Tom Partridge describes himself as “a disabled senior citizen.” He’s also a self-appointed community conscience who often scolds public officials for not doing enough to support progressive causes. “Tom has made personal comments about Republicans in general and about me in particular,” says exasperated county commissioner Mark Ouimet. “Every single meeting, he makes personal attacks to Mark and myself,” agrees Lodi Republican Jessica Ping. “He even said I don’t pay attention to transportation issues—and I personally gave him a ride home!”

But it wasn’t the Republican commissioners who decided to do something about Partridge. At the first board meeting of the year, Ann Arbor Democrat Conan Smith introduced an amendment cutting individual comments at meetings of the board’s ways and means committee from five minutes to three minutes, and restricting them to topics already on the agenda. It passed with only two dissenting votes. “People who presume that public comment is the way to change things, they’re deluding themselves,” Smith argues. “My goal is to restructure public engagement so citizens are in the process from beginning through the media, public forums, and small-group meetings.” But in the meantime, Smith chairs the ways and means committee—and if Tom Partridge again tries to use public comment time to denounce the commissioners, says Smith, “I’m going to gavel him down.”

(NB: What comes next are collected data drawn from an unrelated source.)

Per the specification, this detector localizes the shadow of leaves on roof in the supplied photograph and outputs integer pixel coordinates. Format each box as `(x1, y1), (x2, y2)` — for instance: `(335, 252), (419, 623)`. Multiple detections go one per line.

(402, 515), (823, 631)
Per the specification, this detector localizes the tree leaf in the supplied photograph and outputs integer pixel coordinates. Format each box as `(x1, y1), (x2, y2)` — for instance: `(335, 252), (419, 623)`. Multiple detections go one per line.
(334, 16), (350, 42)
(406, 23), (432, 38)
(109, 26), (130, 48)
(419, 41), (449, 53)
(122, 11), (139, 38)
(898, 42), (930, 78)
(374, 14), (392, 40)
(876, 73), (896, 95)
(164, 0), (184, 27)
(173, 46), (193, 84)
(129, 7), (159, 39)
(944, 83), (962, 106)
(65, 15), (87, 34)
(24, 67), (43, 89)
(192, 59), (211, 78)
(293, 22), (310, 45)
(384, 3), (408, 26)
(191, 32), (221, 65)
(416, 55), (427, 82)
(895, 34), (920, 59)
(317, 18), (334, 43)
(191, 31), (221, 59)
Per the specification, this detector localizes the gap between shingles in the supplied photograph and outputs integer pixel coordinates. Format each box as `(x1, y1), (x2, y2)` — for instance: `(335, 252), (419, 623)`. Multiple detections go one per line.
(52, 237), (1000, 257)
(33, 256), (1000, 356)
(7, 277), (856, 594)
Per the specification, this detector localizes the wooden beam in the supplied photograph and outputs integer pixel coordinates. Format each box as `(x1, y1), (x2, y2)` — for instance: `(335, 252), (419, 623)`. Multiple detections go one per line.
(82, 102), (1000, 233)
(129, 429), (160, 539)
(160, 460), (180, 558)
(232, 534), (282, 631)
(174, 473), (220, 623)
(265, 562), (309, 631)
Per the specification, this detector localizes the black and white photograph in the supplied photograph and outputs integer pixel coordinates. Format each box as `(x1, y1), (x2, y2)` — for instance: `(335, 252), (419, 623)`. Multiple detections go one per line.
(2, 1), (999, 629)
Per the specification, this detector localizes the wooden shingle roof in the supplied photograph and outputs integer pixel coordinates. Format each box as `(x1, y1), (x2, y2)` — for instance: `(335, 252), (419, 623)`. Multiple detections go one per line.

“This move is anticitizen, antivoter, and antidemocratic,” protests former board chair Jeff Irwin. “Tom Partridge has just as much right as anybody to tell us we’re doing a lousy job, and he has the right to do it any way he wants.” Partridge himself says he plans to “call on the public to oppose this illegal restriction on free speech and to call on the county commission to rescind the policy.” He intends to bring it up—where else?—during public comment.